Beyond it, before the trees thickened, stood a low stone wall. The sort, she thought, Billy Ryder might have built. Headstones tilted in its center. Hope counted sixteen—small markers, pocked by time and weather, some tipped in the rough ground.
“It looks lonely. Sad and lonely.”
“I don’t think dead’s a party.”
He parked, got out with the dog scrambling behind him. When Hope simply sat, he walked around, opened her door as the rest of the family convoy pulled up.
“He’s here or he’s not. Either way, we are.”
She nodded, stepped out beside him.
It felt less lonely with people, with voices. With boys running and dogs sniffing. Still, she felt unsteady enough to reach for Ryder’s hand, to be grateful when he linked his fingers with hers.

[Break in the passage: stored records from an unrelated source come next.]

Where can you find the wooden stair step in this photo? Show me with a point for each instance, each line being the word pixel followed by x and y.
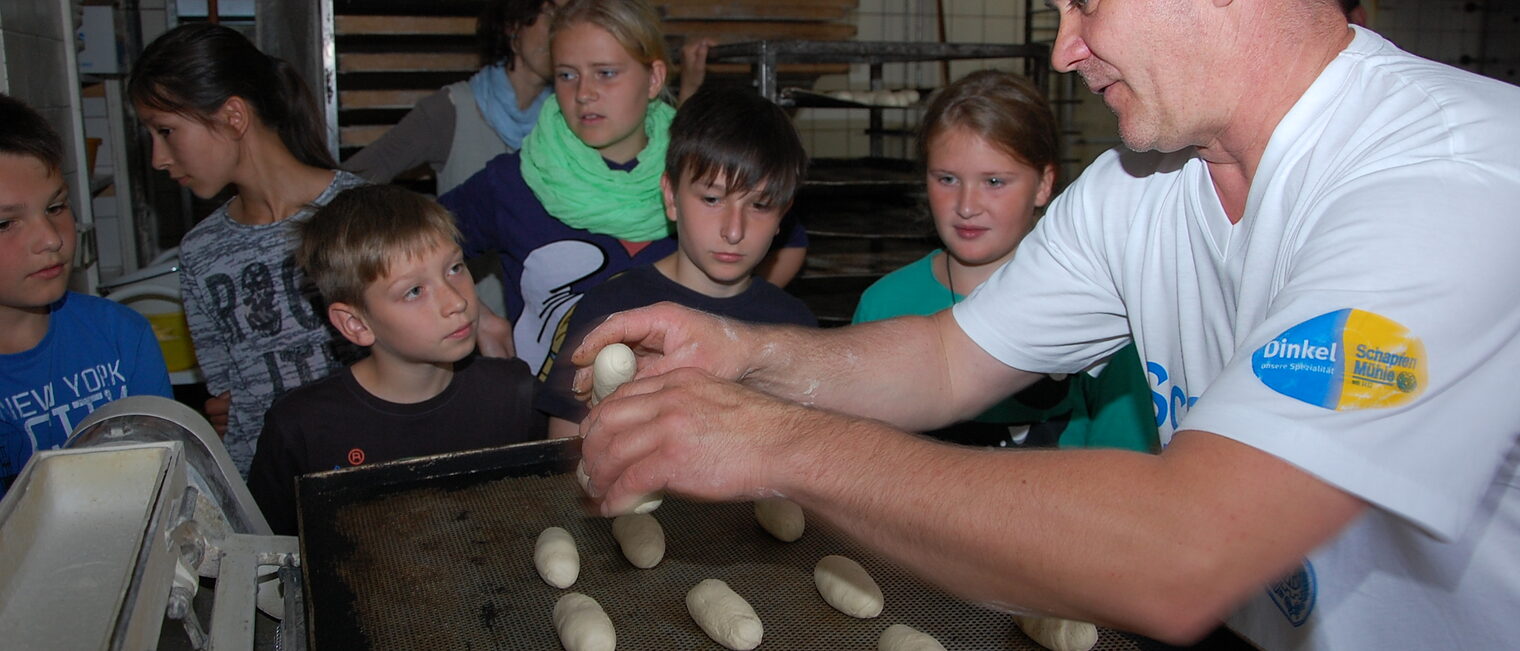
pixel 374 25
pixel 361 136
pixel 757 11
pixel 406 61
pixel 734 31
pixel 405 98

More than sixteen, she realized as they approached. Some of the markers were hardly more than a stone set flush with the ground.
Not all had names, or if they had once, time had erased them. But she read those she could. Mary Margaret Ryder. Daniel Edward Ryder. And there a tiny one, marking the grave of Susan—just Susan, who’d died in 1853 at the tender age of two months.
Someone tended to the grass here, she mused, so it didn’t grow wild. Still, there was that sense of wild. To offset the infant, she found the grave of Catherine Foster Ryder, who’d lived from 1781 to 1874.
“Ninety-three,” Justine murmured beside her. “A good, long life. I wish I knew who she was to me.”
“You’ll get the Bible, then you’ll know.”
“How come they can’t stay at the inn like Lizzy?” Murphy asked her. “How come they have to stay here?”
“Lizzy’s special, I guess.” Justine lifted him up, pressed her face to his throat as Hope turned.
She’d thought Ryder stood beside her, but saw now he’d walked off, to the right, stood alone by a trio of graves.
She walked toward him, realized her heart began to thud as she did.
“He’s the middle one.”
“What?” Her hand trembled as she reached out for his again.